Google provides a typical example of such an inclusive communication strategy. For instance Google has its own internal collaboration of software developers who work to improve its search engine and develop other offerings. Those new services are made available to consumers in beta-test format in order to have their feed-back and suggestion for improvements or even the development of additional features. In 2010, using a push communication approach, Google has launched a website called Demo Slam to demonstrate the technology of Google Products into new contexts. But, as the main source of revenues for Google is coming from its targeted advertising placement, Google also collaborate with its main partners—the advertising agencies, advertisers and research firms—to find out innovative ways to gain the attention of consumers. It has also launched in 2012 the “Google Apps Developer Challenge” where entrants can submit an application that showcases innovation, relevance to their target audience, and creativity with regard to use of Google products or services (Google 2012). But Google relies also on crowdsourcing for innovation with special projects, such as its “Project 10 to the 100,” which presented a problem to the virtual world via Google and screened the ideas to fund solutions.

We have analyzed how the open collaborative innovation process has redefined the communication of technology companies towards the outside. This does not come automatically and requires an effective management because collaborative innovation is redesigning completely the flows of information—and power—inside the company, as the innovation team is no longer the only source of input. Today many innovation teams understand the value of collaboration, at least in a large majority technology firms. However, a more pressing challenge is making the rest of the company fully understand and engage into collaborative innovation so that all employees may fully support open innovation and benefit from it. This is an important condition for innovative companies if they want to increase their absorptive capacity of external information (Cohen and Levinthal 1990) with collaborative innovation.

This often requires changing the employees’ mindset and behaviors through an effective internal communication which is aligning innovation to strategy and is rising above organizational silos. The most important is to promote collaborative innovation with ongoing communication to reach, tell, and support people to participate; then it is equally important to sustain the momentum with continuing messages about successes, current actions, platform improvement or other innovation initiatives (Lindegaard 2012).

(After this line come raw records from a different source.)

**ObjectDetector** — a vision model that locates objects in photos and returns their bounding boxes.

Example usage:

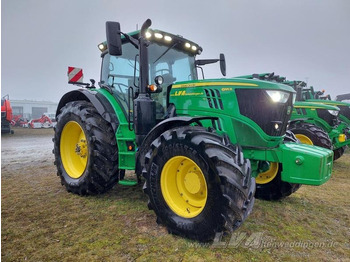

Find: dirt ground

[1,128,350,261]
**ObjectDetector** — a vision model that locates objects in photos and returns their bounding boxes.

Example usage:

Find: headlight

[266,90,289,103]
[328,110,339,116]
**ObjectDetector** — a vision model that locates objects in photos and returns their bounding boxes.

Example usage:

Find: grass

[1,131,350,261]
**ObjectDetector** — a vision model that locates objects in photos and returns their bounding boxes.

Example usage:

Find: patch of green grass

[1,150,350,261]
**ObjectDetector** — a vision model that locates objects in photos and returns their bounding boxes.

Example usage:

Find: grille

[317,109,338,126]
[204,89,224,110]
[236,89,293,136]
[338,106,350,119]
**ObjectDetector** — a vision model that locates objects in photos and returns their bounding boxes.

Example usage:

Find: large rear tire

[255,130,301,200]
[54,101,119,195]
[143,126,255,241]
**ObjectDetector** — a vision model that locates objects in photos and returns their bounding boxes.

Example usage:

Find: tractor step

[118,180,138,186]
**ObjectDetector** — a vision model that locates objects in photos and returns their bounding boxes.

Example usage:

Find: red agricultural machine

[1,95,13,134]
[27,113,56,128]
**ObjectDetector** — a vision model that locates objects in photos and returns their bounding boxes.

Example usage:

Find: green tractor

[240,73,350,160]
[54,19,333,241]
[300,86,350,139]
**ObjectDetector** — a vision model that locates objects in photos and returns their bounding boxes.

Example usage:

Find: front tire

[54,101,119,195]
[143,126,255,241]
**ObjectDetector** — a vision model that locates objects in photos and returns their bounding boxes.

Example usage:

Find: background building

[10,99,58,120]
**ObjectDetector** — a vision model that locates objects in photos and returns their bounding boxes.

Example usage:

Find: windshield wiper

[153,43,177,64]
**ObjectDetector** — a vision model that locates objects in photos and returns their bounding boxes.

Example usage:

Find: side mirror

[106,21,122,56]
[220,54,226,76]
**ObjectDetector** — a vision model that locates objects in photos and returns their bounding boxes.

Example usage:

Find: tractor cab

[98,29,202,121]
[98,29,226,122]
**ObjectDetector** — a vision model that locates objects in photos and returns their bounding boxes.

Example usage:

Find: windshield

[101,43,197,119]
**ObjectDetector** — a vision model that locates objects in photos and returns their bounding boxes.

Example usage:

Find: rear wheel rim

[60,121,89,179]
[160,156,208,218]
[295,134,314,145]
[255,162,279,184]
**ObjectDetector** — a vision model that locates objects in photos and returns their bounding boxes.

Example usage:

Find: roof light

[328,110,339,116]
[145,31,152,39]
[164,35,173,42]
[97,43,107,52]
[266,90,289,103]
[154,33,163,39]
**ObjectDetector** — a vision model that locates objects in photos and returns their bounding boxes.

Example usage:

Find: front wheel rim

[160,156,208,218]
[60,121,89,179]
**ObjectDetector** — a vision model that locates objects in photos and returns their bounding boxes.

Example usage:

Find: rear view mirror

[106,21,122,56]
[220,54,226,76]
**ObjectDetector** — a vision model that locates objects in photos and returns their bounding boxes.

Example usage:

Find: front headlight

[328,110,339,116]
[266,90,289,103]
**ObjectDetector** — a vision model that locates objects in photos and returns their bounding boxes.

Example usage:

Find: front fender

[56,89,119,132]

Ultimately collaborative communication leads to the emergence of a new category of managers, the “network orchestrators” (Fung et al. 2007) who are able to deal with a large diversity of contributors. They have to develop a specific set of management skill, because their role is not the same as managing internal collaboration; it requires a more fluid approach with a network centric perspective and not only a firm centric or a market centric viewpoint (Thomas and Wind 2013). In any case, network orchestrators must have considerable communication skills and they must be able to communicate clearly, simply, effectively, and consistently with all innovation partners in order to find them and then to keep them motivated and engaged. As an increasing number of companies in various industries are opening their innovation out, one key lesson they can learn from successful innovative technology firms is that communication is an indispensable key success factor to achieve an effective collaborative innovation.